Sophie Tessier, accueillie par ses parents avec une bonté parfaite, passait les plus beaux jours de son adolescence dans la terre de Cerny, que MM. Bellart et d’Angny possédaient en commun. Autour du célèbre avocat, que ses opinions politiques laissaient alors en dehors des emplois, se réunissaient les grandes lumières et les plus nobles espérances du barreau. Des conversations tour à tour solides et brillantes, instructives et spirituelles, animaient ce cercle d’hommes de mérite et de talent, et, satisfaite d’entendre parler un langage qui répondait si bien à son âme, la jeune fille eut encore le bonheur de trouver à Cerny une amie à qui il lui était permis de confier ses pensées et les sentiments confus dont son cœur était rempli.

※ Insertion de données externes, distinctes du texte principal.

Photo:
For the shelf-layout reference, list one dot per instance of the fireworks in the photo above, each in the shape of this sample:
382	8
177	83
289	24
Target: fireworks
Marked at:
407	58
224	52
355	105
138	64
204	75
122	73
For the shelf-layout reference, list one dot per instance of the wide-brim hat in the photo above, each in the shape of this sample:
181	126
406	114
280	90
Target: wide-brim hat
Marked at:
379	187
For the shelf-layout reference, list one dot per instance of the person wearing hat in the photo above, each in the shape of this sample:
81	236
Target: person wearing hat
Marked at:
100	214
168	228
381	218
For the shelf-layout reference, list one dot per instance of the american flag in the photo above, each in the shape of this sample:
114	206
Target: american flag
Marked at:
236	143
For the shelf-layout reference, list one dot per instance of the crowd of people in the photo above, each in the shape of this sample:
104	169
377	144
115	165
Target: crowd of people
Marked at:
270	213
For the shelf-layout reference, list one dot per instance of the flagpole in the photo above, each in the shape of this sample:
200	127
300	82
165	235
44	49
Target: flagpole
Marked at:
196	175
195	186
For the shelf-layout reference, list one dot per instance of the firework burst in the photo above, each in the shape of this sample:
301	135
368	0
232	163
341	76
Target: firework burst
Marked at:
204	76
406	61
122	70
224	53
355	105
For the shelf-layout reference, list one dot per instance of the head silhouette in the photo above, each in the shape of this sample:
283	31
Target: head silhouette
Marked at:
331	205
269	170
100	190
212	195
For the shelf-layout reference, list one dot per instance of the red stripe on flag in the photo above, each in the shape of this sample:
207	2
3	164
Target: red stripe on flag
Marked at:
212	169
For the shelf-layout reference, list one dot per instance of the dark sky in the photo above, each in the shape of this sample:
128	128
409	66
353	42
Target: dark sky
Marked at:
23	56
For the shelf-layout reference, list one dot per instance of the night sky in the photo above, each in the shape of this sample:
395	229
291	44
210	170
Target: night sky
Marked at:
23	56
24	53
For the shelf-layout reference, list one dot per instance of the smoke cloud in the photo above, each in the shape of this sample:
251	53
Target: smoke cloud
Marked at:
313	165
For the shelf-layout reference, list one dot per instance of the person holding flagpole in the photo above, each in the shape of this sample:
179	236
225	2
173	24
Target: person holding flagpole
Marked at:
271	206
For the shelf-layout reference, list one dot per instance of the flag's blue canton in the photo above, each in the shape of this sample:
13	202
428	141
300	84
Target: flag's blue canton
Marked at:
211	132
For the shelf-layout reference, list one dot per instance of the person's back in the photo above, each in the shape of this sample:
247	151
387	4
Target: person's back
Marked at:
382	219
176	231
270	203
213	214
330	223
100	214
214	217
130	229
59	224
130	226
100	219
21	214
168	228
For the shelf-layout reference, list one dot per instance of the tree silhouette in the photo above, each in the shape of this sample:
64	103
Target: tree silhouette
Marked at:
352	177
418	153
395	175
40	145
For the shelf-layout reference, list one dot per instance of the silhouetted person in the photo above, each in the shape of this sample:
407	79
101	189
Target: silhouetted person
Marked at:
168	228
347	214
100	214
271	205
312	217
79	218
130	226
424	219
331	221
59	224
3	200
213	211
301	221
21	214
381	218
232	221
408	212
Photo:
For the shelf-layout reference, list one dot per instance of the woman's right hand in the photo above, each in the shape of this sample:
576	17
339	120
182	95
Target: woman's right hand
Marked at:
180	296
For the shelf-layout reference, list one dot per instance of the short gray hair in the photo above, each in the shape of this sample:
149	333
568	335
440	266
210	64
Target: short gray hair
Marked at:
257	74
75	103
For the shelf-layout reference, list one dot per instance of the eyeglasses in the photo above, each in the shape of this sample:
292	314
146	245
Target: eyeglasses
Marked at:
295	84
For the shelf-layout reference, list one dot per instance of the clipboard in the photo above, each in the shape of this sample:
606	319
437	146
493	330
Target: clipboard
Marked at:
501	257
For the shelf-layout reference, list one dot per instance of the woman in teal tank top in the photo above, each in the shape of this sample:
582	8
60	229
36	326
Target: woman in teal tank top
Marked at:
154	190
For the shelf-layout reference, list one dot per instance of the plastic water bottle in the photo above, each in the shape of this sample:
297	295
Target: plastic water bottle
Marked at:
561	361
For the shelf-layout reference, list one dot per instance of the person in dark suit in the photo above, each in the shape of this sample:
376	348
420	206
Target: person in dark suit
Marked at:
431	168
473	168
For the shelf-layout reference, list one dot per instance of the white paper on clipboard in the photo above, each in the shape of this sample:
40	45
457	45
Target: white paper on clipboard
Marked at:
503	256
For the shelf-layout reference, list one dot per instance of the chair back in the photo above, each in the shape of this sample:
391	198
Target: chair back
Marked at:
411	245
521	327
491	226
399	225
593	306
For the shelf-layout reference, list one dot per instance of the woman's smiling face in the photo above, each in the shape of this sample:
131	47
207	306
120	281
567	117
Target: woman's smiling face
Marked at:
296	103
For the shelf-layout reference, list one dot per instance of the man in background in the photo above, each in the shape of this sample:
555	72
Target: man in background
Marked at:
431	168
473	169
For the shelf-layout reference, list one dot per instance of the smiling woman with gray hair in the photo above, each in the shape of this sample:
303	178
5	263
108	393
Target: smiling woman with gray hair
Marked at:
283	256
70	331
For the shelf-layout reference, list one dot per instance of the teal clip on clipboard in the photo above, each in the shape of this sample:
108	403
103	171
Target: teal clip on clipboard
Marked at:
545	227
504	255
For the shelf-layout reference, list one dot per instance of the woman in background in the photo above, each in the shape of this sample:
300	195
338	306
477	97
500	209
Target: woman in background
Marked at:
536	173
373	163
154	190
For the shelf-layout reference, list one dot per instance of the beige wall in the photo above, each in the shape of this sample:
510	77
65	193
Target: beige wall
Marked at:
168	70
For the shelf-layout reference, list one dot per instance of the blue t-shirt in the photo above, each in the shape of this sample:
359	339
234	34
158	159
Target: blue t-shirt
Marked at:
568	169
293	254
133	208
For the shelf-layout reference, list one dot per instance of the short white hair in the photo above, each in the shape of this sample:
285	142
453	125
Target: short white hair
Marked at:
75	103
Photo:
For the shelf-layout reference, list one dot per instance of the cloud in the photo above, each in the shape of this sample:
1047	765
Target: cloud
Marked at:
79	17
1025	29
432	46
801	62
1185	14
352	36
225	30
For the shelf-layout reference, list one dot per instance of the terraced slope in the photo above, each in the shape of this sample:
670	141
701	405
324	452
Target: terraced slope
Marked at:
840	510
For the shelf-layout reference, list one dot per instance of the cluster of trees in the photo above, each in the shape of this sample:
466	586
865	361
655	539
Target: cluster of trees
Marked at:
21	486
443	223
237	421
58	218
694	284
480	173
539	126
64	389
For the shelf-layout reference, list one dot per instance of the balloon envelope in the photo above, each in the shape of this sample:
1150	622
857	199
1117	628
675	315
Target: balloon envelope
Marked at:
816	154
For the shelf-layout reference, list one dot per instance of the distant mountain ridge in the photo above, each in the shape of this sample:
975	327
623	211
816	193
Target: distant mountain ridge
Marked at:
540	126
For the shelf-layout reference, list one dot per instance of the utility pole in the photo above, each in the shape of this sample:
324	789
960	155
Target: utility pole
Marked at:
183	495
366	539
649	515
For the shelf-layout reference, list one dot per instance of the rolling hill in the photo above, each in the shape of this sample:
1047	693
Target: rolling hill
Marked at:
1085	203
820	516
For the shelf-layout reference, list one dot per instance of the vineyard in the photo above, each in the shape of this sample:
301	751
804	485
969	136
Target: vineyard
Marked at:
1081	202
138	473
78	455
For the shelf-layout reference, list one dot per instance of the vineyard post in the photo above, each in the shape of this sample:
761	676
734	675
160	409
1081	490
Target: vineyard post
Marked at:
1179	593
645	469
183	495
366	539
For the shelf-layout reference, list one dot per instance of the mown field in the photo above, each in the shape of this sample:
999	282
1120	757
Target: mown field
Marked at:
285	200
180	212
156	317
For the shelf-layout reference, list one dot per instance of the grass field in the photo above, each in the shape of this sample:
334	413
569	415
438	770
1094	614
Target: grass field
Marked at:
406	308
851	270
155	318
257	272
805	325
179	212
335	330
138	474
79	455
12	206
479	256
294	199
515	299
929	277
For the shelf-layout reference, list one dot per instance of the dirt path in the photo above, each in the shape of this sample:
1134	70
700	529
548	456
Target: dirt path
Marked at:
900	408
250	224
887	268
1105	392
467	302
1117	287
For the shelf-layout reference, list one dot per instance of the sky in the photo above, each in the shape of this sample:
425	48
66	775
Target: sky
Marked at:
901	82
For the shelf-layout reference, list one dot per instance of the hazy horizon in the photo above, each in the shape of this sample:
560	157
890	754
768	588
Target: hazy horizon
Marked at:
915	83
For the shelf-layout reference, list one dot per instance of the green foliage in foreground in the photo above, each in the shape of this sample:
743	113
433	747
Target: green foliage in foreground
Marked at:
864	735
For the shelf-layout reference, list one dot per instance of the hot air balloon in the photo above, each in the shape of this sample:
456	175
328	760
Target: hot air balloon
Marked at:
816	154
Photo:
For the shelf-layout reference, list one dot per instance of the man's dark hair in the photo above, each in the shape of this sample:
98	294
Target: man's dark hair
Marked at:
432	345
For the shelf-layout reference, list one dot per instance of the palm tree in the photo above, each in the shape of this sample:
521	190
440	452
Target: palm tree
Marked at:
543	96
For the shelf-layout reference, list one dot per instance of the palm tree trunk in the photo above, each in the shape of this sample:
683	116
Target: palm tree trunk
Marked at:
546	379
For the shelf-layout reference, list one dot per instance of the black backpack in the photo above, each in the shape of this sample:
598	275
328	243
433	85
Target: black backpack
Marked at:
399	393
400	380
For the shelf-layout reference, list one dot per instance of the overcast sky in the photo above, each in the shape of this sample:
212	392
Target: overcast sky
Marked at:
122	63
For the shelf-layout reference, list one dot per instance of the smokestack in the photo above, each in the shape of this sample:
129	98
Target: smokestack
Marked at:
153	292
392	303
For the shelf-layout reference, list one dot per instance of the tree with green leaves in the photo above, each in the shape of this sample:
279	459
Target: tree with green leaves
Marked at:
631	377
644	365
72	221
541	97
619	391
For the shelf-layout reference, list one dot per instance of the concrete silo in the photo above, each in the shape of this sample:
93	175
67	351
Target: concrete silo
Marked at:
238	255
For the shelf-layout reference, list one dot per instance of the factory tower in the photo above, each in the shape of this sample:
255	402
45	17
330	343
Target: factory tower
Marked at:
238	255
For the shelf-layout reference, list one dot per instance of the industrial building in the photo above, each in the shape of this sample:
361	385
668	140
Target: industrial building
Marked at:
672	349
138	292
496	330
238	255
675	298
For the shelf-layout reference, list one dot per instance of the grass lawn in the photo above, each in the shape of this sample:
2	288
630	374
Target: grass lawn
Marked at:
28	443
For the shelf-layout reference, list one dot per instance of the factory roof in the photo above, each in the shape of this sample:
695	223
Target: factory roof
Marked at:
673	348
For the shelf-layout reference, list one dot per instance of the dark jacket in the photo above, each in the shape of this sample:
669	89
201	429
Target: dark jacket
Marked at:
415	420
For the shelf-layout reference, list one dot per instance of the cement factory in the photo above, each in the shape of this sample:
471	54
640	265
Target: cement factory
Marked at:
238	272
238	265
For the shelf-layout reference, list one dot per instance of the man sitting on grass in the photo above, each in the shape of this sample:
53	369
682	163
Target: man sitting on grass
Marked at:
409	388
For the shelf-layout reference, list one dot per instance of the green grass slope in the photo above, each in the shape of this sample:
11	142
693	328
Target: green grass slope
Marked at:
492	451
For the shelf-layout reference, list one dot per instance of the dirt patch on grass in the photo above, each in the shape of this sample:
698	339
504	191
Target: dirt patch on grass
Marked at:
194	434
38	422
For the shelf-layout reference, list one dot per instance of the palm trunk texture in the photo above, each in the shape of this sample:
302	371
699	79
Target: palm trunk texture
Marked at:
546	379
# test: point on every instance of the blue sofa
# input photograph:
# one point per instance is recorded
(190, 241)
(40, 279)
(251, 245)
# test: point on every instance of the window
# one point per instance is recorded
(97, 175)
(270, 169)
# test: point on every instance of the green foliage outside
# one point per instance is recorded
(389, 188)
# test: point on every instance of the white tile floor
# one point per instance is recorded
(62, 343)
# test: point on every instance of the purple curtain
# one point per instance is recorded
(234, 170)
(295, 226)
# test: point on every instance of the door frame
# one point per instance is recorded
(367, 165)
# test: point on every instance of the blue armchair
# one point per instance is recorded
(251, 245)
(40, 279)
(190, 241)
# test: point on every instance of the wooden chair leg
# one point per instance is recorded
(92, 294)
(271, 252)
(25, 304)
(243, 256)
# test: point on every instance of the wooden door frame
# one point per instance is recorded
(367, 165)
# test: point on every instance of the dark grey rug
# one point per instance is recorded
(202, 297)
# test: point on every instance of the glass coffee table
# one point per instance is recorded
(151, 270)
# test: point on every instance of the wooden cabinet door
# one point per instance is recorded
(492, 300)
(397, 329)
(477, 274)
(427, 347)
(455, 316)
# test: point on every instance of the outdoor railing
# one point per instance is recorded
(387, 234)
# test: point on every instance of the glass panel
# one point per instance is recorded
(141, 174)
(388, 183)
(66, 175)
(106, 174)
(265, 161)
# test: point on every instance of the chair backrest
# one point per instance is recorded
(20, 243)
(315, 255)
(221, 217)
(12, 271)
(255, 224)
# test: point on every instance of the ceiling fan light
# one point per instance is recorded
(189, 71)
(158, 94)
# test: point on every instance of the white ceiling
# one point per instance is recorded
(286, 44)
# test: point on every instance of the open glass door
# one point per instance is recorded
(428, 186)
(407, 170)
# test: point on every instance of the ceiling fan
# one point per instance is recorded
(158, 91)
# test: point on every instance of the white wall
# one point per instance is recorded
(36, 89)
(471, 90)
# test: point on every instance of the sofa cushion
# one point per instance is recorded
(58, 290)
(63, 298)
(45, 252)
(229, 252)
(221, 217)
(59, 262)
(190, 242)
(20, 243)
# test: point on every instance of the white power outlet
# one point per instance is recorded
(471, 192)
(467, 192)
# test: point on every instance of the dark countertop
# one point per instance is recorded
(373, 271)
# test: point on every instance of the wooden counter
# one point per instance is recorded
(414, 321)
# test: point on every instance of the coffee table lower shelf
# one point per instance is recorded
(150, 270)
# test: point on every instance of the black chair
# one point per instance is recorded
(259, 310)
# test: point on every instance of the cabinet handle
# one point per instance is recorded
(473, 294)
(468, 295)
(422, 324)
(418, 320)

Cette amie, objet pour Mme Sophie Pannier d’un attachement et d’une estime que le temps n’a fait que rendre plus solides, était Mlle Bellart. On sait le mutuel dévouement qui, jusqu’au dernier jour, confondit l’existence du frère et de la sœur. Les personnes qui ont été admises dans l’intimité de Mlle Bellart savent aussi que la tournure de son esprit et cette bonté parfaite qui la porte à être l’appui de tout ce qui en a besoin, l’attirent vers les jeunes personnes dont elle aime les impressions naïves et le langage ingénu. Sophie Tessier céda à l’attrait sympathique qui l’entraînait ; elle apporta dans une amitié si flatteuse pour elle tout l’abandon, toute la franchise de son âge. Une raison aimable et douce vint régler la vivacité de son imagination, et Mlle Bellart fut la première personne qui connut tout ce qu’il y avait d’enthousiasme sous la réserve extérieure que l’éducation avait donnée à sa jeune amie.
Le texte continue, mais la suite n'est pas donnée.